BV : Vous ne savez donc toujours pas ce qu’il y a après la mort ? Je me disais qu’une génération qui invente internet et qui veut ressusciter le mammouth est capable d’un peu plus. En rapide, la mort est une synthèse physique de la vie. C’est à dire que si vous avez passé la majeure partie de votre vie à souffrir, vous continuerez à souffrir, même mort. Ainsi, je suis toujours aussi essoufflé et j’ai régulièrement des épisodes de fatigue disproportionnés.

C’est horrible…

BV : La mort n’a jamais été connue pour son altruisme.

Pas faux. As-tu des bons souvenirs d’enfance ?

BV : Plein. A vrai dire, j’étais choyé. Peut-être un peu trop d’ailleurs. Quand je suis tombé malade, ma mère est devenue… un peu trop inquiète.
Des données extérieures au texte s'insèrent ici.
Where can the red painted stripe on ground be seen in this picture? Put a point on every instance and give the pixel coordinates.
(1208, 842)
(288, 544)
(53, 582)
Par inquiète j’entends qu’elle me surveillais H-24. Après le krach, on s’est réfugié dans le Cotentin, je te laisse imaginer la qualité de ma vie sociale. Heureusement qu’il y avait les poules. Mais avec le recul, et de façon très cliché, je me dis que tous ces événements ont titillé ma créativité. « Ma solitude » il fait que répéter Moustaki depuis qu’il est chez nous.

Parlons musique un peu.

BV : Sensas’

Un jour tu découvres la trompette…

BV : J’aimerais découvrir la trompette tous les jours.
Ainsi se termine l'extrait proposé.